The HUD SDK provides the LegacyTask class for defining agent objectives and dataset utilities for managing task collections.
LegacyTask is deprecated. For new code, use env("scenario_name", **args) to create Task objects. See Environments for the recommended approach.
LegacyTask Class
from hud.datasets import LegacyTask
Pydantic model that defines an agent’s objective, setup, and evaluation criteria.
Fields:
| Field | Type | Description | Default |
|---|
id | str | None | Unique identifier (UUID recommended) | None |
prompt | str | Task instruction for the agent | Required |
mcp_config | dict[str, Any] | MCP server configuration | Required |
setup_tool | MCPToolCall | list[MCPToolCall] | None | Tool(s) to prepare environment | None |
evaluate_tool | MCPToolCall | list[MCPToolCall] | None | Tool(s) to score performance | None |
agent_config | BaseAgentConfig | dict[str, Any] | None | Agent configuration | None |
metadata | dict[str, Any] | Extra task metadata | {} |
Environment Variable Substitution
The mcp_config field automatically resolves environment variables using ${VAR_NAME} syntax:
task = LegacyTask(
prompt="Navigate to the dashboard",
mcp_config={
"browser": {
"url": "${HUD_MCP_URL:https://mcp.hud.ai/v3/mcp}",
"headers": {
"Authorization": "Bearer ${HUD_API_KEY}",
"Mcp-Image": "hudpython/hud-browser:latest"
}
}
}
)
Variables are resolved when LegacyTask is created from a dict - this is why datasets should store raw dictionaries.
Running Tasks
run_single_task
Execute a single task with tracing. This is the core execution primitive.

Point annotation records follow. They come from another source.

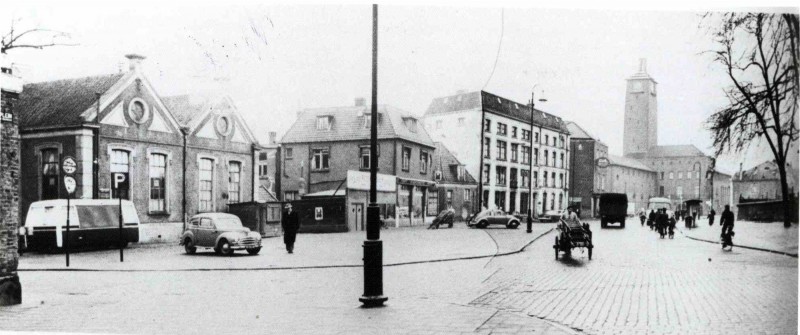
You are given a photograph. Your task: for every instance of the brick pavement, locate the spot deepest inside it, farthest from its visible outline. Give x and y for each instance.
(650, 285)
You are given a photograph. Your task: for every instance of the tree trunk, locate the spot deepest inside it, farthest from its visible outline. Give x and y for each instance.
(787, 206)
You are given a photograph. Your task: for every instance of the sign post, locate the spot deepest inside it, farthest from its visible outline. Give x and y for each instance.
(69, 167)
(120, 181)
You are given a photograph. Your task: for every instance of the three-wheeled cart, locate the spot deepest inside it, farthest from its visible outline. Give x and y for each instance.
(572, 234)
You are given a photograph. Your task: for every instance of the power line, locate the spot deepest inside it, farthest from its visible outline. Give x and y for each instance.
(499, 46)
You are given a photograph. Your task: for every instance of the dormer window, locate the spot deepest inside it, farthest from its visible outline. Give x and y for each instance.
(324, 122)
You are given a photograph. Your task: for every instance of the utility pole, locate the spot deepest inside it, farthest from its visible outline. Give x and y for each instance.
(373, 246)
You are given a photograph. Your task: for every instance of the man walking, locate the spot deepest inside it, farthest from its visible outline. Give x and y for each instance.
(290, 224)
(711, 215)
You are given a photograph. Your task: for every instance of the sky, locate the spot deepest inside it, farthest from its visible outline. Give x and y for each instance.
(276, 60)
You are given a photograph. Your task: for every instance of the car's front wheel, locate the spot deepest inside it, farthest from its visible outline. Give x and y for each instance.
(188, 245)
(224, 248)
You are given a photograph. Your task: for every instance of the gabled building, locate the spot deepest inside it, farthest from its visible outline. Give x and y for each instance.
(457, 188)
(325, 143)
(183, 155)
(506, 145)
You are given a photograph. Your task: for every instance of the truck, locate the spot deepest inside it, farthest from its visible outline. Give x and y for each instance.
(613, 209)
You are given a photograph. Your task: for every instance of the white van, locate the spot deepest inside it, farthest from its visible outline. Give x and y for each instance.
(92, 222)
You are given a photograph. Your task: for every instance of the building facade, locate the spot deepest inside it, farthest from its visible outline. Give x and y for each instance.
(184, 155)
(324, 144)
(508, 146)
(589, 175)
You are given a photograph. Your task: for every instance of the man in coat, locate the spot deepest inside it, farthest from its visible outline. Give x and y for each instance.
(290, 223)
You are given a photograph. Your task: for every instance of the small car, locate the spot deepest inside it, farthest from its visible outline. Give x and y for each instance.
(221, 231)
(494, 216)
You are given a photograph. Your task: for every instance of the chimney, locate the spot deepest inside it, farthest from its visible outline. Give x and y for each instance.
(135, 61)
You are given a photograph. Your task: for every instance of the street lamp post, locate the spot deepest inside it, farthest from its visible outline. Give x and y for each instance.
(373, 246)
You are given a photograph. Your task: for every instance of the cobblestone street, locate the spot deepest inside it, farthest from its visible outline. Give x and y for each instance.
(636, 283)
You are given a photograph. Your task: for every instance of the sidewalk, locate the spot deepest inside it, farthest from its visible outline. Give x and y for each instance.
(762, 235)
(402, 245)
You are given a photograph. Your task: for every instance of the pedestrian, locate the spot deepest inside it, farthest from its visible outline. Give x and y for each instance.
(711, 215)
(290, 224)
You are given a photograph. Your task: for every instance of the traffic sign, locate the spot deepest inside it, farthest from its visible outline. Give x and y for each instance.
(68, 165)
(70, 184)
(120, 181)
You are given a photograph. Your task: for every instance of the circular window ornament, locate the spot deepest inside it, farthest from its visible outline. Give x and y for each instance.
(223, 125)
(138, 111)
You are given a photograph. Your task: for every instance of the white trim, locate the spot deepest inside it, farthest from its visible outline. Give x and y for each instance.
(147, 111)
(80, 132)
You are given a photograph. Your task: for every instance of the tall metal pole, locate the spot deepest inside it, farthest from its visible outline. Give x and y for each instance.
(373, 247)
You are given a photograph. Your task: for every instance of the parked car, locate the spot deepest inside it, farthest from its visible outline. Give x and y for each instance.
(613, 209)
(494, 216)
(221, 231)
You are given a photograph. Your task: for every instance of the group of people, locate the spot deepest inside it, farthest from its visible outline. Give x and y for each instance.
(659, 221)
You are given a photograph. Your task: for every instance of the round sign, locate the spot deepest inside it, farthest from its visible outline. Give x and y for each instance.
(70, 184)
(68, 165)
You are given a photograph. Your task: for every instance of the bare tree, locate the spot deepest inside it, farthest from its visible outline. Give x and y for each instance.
(759, 52)
(36, 38)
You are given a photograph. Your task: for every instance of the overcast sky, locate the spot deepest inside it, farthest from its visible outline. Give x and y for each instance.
(274, 61)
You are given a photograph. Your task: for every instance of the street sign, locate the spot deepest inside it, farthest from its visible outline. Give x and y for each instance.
(119, 181)
(70, 184)
(68, 165)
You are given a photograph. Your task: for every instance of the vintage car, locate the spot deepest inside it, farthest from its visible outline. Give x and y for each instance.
(220, 231)
(494, 216)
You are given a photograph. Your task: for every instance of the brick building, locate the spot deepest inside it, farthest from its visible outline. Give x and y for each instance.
(10, 89)
(457, 188)
(588, 179)
(184, 154)
(325, 143)
(506, 146)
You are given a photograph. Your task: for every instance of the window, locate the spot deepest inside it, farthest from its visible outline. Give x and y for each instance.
(501, 150)
(324, 122)
(526, 154)
(320, 159)
(501, 129)
(423, 162)
(206, 174)
(364, 154)
(158, 183)
(50, 179)
(406, 159)
(545, 157)
(120, 162)
(514, 152)
(234, 182)
(500, 175)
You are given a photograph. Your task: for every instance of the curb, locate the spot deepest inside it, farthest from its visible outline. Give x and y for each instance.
(741, 246)
(313, 267)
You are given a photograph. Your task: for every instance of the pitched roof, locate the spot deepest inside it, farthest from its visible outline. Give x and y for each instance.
(494, 104)
(348, 124)
(445, 161)
(60, 103)
(674, 151)
(628, 162)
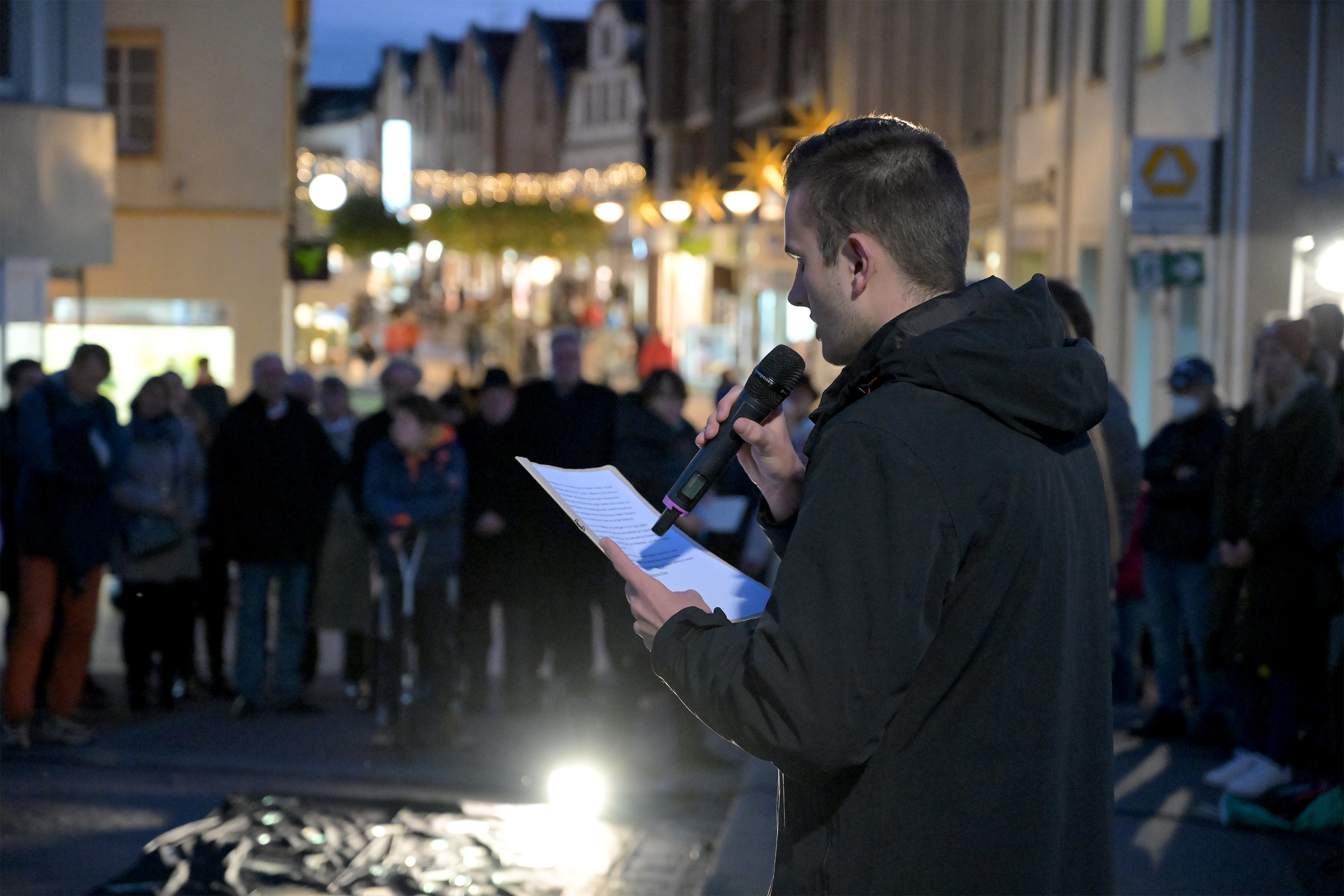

from hud.datasets import run_single_task
from hud.types import AgentType
result = await run_single_task(
task=task,
agent_type=AgentType.CLAUDE,
agent_params={"checkpoint_name": "claude-sonnet-4-5"},
max_steps=20,
trace_name="My Task",
)
print(f"Reward: {result.reward}")
Parameters:
| Parameter | Type | Description | Default |
|---|
task | Task | Task to execute | Required |
agent_type | AgentType | Agent type to use | Required |
agent_params | dict | Parameters for agent.create() | None |
max_steps | int | Maximum steps | 10 |
job_id | str | Job ID for telemetry | None |
task_id | str | Task ID for telemetry | None |
group_id | str | Group ID for variance runs | None |
trace_name | str | Name for the trace | None |
metadata | dict | Additional trace metadata | None |
run_tasks
Run multiple tasks with automatic job tracking. This is the primary evaluation function.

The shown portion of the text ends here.